UN TRIQUETI PEUT EN CACHER UNE AUTRE
L’autre volet du fonds familial est celui de la fille d’Henry de Triqueti, Blanche Lee Childe. Jeune veuve du banquier François Benjamin Marie Delessert, elle épouse le neveu du général sudiste de la guerre de Sécession Robert Lee, Edward Lee Childe, objet de son affection depuis plusieurs années. Cette voyageuse infatigable, à l’imaginaire romanesque et à la curiosité inquiète, reçoit le Tout-Paris dans un intérieur orientaliste dont le « salon oriental » était pensé comme un miroir des décors de Pierre Loti à Rochefort – deux clichés de l’album photographique (1 000/1 500 €) proposé à la vente promettent de ravir les amateurs d’arts décoratifs. Elle publie sous son nom, en 1883, Un hiver au Caire, journal de voyage en Égypte. Presque au même moment, une traversée vers Carthage – en compagnie de son époux –, à bord du Saint-Augustin, lui fait rencontrer l’archéologue Salomon Reinach. S’ouvre alors une correspondance amoureuse d’une intensité fiévreuse et récemment publiée (Nous sommes de vieux amis qui allons refaire connaissance, 2022). Après la disparition de Blanche, en février 1886 – elle avait 48 ans –, Reinach poursuit ses échanges épistolaires avec son époux désormais veuf.
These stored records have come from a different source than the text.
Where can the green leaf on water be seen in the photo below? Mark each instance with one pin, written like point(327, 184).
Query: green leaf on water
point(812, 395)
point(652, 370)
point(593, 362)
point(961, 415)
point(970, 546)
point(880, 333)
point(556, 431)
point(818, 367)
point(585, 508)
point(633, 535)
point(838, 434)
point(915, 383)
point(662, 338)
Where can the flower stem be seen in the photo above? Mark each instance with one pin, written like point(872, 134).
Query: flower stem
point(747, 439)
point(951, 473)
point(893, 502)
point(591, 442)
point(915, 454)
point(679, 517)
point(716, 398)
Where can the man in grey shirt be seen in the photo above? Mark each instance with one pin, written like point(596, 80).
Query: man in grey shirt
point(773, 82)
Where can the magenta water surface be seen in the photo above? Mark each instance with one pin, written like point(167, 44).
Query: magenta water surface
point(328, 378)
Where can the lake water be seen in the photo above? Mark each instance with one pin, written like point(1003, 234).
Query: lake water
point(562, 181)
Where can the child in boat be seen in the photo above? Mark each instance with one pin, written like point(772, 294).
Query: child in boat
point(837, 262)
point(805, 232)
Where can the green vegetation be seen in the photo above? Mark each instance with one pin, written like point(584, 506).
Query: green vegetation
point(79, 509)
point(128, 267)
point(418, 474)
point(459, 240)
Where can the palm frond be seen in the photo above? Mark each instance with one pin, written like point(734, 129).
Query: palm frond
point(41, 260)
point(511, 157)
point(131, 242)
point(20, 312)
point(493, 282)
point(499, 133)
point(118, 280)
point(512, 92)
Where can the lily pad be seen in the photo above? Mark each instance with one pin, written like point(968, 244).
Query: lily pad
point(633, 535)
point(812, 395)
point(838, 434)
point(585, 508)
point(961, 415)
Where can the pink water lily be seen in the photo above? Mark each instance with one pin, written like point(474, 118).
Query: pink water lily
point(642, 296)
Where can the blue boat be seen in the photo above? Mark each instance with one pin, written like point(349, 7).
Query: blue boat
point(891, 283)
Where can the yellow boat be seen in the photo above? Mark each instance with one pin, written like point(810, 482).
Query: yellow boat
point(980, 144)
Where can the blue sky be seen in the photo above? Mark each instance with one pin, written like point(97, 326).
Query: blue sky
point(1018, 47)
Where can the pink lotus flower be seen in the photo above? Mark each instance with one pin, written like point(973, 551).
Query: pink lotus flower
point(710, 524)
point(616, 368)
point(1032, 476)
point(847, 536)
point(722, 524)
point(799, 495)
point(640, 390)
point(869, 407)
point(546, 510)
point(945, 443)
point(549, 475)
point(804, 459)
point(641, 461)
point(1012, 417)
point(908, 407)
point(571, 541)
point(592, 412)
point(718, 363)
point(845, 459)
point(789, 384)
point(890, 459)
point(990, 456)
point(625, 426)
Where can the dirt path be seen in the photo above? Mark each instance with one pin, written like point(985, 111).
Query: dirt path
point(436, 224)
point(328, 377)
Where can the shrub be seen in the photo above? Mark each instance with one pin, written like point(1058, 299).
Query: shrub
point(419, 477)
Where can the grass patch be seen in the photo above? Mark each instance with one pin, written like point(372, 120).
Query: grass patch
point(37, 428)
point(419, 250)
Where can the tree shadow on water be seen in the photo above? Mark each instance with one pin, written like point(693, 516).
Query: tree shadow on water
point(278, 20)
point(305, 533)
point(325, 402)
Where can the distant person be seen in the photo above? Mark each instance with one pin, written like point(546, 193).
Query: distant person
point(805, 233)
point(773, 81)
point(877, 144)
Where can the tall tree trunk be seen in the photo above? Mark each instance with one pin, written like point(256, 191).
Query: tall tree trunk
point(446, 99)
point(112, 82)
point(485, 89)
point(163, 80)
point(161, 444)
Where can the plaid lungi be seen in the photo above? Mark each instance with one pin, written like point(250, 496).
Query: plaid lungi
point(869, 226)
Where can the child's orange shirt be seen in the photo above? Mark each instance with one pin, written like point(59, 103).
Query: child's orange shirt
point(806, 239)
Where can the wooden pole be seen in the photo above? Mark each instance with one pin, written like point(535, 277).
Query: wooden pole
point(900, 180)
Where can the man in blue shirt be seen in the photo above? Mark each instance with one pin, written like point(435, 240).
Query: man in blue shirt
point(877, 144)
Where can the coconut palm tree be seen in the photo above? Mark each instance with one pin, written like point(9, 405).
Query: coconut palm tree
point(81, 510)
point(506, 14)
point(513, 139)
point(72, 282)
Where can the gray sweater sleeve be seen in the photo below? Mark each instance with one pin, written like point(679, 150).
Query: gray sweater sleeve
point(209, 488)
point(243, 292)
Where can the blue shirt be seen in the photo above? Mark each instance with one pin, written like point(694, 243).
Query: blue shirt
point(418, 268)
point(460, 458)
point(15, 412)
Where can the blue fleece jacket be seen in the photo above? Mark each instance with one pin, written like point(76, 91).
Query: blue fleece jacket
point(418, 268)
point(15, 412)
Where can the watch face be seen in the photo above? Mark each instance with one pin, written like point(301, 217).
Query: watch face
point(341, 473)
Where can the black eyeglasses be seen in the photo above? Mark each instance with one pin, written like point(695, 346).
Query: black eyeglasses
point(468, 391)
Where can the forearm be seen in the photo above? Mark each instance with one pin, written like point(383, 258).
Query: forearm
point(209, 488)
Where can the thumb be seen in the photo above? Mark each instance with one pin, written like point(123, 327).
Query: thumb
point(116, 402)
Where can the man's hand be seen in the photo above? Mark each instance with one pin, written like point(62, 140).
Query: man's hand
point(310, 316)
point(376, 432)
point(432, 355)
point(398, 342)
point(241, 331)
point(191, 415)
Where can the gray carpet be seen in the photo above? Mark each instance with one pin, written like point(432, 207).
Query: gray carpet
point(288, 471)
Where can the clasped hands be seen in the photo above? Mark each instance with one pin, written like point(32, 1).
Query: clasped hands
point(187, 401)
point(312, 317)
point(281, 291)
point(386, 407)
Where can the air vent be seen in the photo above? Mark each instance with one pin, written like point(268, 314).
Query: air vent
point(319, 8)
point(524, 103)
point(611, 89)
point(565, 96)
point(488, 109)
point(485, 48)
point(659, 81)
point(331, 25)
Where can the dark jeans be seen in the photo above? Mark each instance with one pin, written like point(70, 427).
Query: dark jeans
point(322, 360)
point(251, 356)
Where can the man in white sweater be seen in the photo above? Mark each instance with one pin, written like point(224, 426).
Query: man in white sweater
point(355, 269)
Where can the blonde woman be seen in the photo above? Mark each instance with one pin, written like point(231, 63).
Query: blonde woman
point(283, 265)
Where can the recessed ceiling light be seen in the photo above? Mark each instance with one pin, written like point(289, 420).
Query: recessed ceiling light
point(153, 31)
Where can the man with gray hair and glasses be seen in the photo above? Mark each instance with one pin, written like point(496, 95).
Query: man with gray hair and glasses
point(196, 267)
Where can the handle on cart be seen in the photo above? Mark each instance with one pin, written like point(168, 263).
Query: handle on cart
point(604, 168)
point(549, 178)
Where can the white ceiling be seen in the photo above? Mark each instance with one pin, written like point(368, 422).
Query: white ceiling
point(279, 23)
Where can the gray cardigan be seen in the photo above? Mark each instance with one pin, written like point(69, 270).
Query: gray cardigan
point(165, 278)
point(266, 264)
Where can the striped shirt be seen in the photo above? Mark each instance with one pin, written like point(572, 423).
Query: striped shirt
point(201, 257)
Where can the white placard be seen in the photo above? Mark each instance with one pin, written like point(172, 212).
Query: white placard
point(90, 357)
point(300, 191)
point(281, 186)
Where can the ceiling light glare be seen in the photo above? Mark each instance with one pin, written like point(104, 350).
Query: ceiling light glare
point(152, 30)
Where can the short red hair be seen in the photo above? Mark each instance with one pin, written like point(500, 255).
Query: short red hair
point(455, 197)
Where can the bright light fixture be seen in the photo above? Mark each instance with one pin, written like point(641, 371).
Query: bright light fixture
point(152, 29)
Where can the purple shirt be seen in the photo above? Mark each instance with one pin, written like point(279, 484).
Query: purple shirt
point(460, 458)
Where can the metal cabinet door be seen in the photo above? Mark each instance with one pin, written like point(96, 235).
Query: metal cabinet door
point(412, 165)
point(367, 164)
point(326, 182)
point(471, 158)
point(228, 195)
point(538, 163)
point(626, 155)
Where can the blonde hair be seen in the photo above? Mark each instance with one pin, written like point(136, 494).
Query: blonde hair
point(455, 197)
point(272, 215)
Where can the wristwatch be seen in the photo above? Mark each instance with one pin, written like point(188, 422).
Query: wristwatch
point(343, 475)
Cet ensemble inédit, qui révèle un aspect très intime de l’archéologue et homme de musées, est réuni dans un volume (2 500/3 000 €) dont le contenu est bouleversant. Ainsi le 4 février 1888, Salomon Reinach écrit-il à Edward Lee Childe : « Personne n’a pu comprendre et ressentir mieux que moi, au cours de ces mortelles années, les tristesses de votre vie solitaire, ce vide d’une existence prématurément brisée, même le temps ne pouvait apporter aucun remède. ». Le veuf, fort accommodant, échangea aussi avec l’autre passion amoureuse de Blanche, Pierre Loti. En 1882, elle avait commencé à lui écrire sous couvert d’un pseudonyme, Oirda (la rose, en arabe) : ce fonds passionnant vient également d’être publié (Ah ! cher Loti, croyez-moi, le masque avait du bon, 2023), mais d’autres surprises se cachent encore dans les volumes du 12 février, à l’instar de la correspondance de Loti avec Edward Lee Childe (2 500/3 000 €).
A SAVOIR : Jeudi 12 février, salle 9 – Hôtel Drouot. Ader OVV. Cabinets De Bayser, Lacroix-Jeannest.